Personal stories work best. That’s why the gaming industry has earned more than the film, book and music industry combined for the past 10 years, because each game is a personal experience to the player, rather than just content they consume. So how do you make your story a personalised experience for thousands of leads? That’s exactly what programmatic marketing does.

By tailoring a narrative around the needs and wants of each specific audience, programmatic marketing manages the customer journey to a point where the customer and the business are an ideal match. Your business is not the only choice, but the preferred choice of the customer as it fits into their narrative.

Align your tools towards experience, not numbers

Channel-flooding and traditional campaign-focused advertising is a quick way to alienate and teach your customers to hate you – and for good reason. If you’re not prepared to speak your customer’s language, why should they be prepared to pay you?

How the customer experiences your brand is relative to how the customer contributes to your bottom line, and the best part is using programmatic marketing works no matter your industry, size or budget.

Restructuring your tools and processes can be challenging, but earning the trust back from your customers is even more so. Thus, restructuring is a necessary step towards creating an environment where the customer experience is not a tacked-on feature, but a priority. By changing your focus and repurposing your company’s tools, you’ll not only be able to create a personalised narrative experience for your current customers, but for your future customers as well.

Listen, measure and react

Relationships are about work and the same holds true for relationship-marketing. Listening to your customers is important, but there’s a problem: many customers don’t exactly mean what they say. As Steve Jobs said, ‘people don’t know what they want until you show it to them’, and the best way to find out what they want is through measuring their experience.

Today, we have thousands of metrics and data to point us in the right direction when looking to remedy or optimise our customer approach. Finding those points where customers lose interest, stray from an expected outcome or simply fall off the radar is what will help you create the best kind of engagement without damaging the narrative. The second your customers are able to see the numbers, is the second where the narrative dissolves.
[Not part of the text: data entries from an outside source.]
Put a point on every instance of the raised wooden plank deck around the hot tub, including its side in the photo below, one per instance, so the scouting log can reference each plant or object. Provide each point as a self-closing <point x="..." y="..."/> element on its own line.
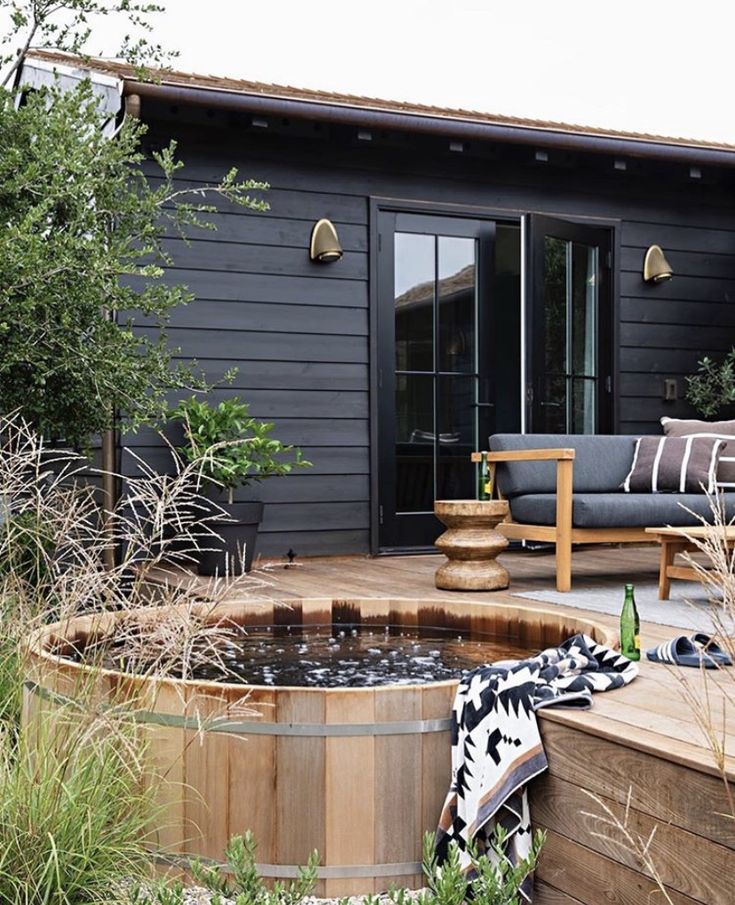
<point x="643" y="740"/>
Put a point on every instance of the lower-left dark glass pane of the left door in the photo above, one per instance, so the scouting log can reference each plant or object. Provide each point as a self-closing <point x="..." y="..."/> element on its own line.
<point x="414" y="443"/>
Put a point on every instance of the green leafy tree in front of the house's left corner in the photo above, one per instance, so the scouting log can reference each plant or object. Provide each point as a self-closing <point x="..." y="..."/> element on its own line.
<point x="81" y="237"/>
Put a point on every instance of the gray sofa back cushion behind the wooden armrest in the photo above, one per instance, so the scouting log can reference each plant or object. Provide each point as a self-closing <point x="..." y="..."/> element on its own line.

Jobs also said, ‘Get closer than ever to your customers. So close that you tell them what they need before they realise it themselves.’ With programmatic marketing, this is now more achievable than ever before.

Learn more

So maybe we, as marketers, have been thinking about marketing the wrong way for a long time. Stop marketing, and start engaging. As we head into 2020 with new perspectives, thoughts and goals – take another look at how you market your company and how you approach your prospective customers.